Updated March 27 at 12:27am

Shaw’s parent faces restructuring after acquisition deal falters


NEW YORK - Shaw’s Supermarket faces restructuring after a private-equity deal to acquire its parent company Supervalu Inc., faltered.

Cerberus Capital Management LP’s pursuit of grocery chain Supervalu Inc., the parent company of Shaw’s, has stalled because the private-equity firm has had trouble obtaining the funds for a leveraged buyout, said people familiar with the matter.

Potential lenders are balking because they’re concerned over how the Eden Prairie, Minnesota-based chain will manage the increased debt load as revenue shrinks, said the people, who asked not to be named because the process is private. Lenders are also pressing Cerberus to put more money into the deal than the firm is willing to, said another person.

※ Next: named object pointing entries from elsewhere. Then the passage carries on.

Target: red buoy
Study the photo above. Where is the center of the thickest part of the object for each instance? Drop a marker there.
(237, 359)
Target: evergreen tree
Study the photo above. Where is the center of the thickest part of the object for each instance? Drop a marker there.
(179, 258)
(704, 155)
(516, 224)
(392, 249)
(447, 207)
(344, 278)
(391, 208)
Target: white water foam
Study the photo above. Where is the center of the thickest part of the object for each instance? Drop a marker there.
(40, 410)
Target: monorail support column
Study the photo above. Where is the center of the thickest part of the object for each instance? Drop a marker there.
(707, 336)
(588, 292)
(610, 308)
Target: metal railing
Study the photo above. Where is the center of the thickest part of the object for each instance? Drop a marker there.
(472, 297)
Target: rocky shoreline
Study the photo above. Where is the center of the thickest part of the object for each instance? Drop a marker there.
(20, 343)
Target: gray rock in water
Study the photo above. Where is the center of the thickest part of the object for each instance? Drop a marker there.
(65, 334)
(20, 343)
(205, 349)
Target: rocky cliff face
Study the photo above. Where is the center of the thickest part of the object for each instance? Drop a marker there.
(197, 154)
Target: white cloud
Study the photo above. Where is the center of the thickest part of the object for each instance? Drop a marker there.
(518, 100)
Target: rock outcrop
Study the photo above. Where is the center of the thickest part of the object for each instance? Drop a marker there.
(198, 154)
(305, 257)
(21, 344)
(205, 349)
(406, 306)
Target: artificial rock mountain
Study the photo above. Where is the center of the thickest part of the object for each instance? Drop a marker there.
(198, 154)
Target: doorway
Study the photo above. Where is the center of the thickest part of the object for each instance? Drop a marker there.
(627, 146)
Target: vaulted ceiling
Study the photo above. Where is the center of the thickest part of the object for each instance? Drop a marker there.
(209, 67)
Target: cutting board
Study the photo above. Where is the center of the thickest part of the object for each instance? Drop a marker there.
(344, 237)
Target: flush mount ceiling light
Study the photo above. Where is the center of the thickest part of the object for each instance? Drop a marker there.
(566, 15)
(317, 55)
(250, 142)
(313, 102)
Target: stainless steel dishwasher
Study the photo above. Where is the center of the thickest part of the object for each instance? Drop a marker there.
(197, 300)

Without a sale to Cerberus, Supervalu risks having to restructure its grocery chains on its own or sell individual assets, the people said. That may pose a challenge because the struggling retailer would face big tax payments for selling the assets, the people said.

Supervalu shares sank 19 percent to $2.28 yesterday in New York. They had dropped by two-thirds this year through Nov. 28.

Peter Duda, a spokesman for Cerberus at Weber Shandwick, declined to comment on the process. Mike Siemienas, a spokesman for Supervalu, declined to comment on negotiations with Cerberus.

Supervalu “has received a number of indications of interest and is in active dialog with several parties,” Siemienas said. “There can be no assurance that this process will result in any transaction or any change in the company’s overall structure or its business model.”

‘At what price?’

Cerberus could still get a deal done, said one of the people familiar with the situation. If it doesn’t buy Supervalu, the grocery chain could face a long process of restructuring and have a difficult time selling individual pieces of the business, said Chuck Cerankosky, an analyst with Cleveland-based Northcoast Research Holdings LLC.

“The company can sell the pieces, but the question is, at what price?” Cerankosky said in a phone interview. “That’s the tricky part. How many people are buying assets, and how many of them need financing?”

Supervalu’s market value has shrunk as the grocer lost more than $2.5 billion over the past two fiscal years, hurt by increasing competition from discounters and costs to run stores.

For its most recent quarter, ended Sept. 8, the third- largest U.S. grocery chain posted a net loss of $111 million, or 52 cents a share, compared with net income of $60 million, or 28 cents, a year earlier. Sales fell 4.6 percent to $8.04 billion in the quarter, and have fallen for 14 consecutive quarters, according to data compiled by Bloomberg.

In July, Supervalu said it was working with Goldman Sachs Group Inc. and Greenhill & Co. to review options. The company attracted interest in parts of its business from private-equity firms KKR & Co. and TPG Capital, as well as from billionaire Ronald Burkle, people with knowledge of the matter have said.

“This thing has languished for some time and nobody has come in saying they can fix it,” Cerankosky said.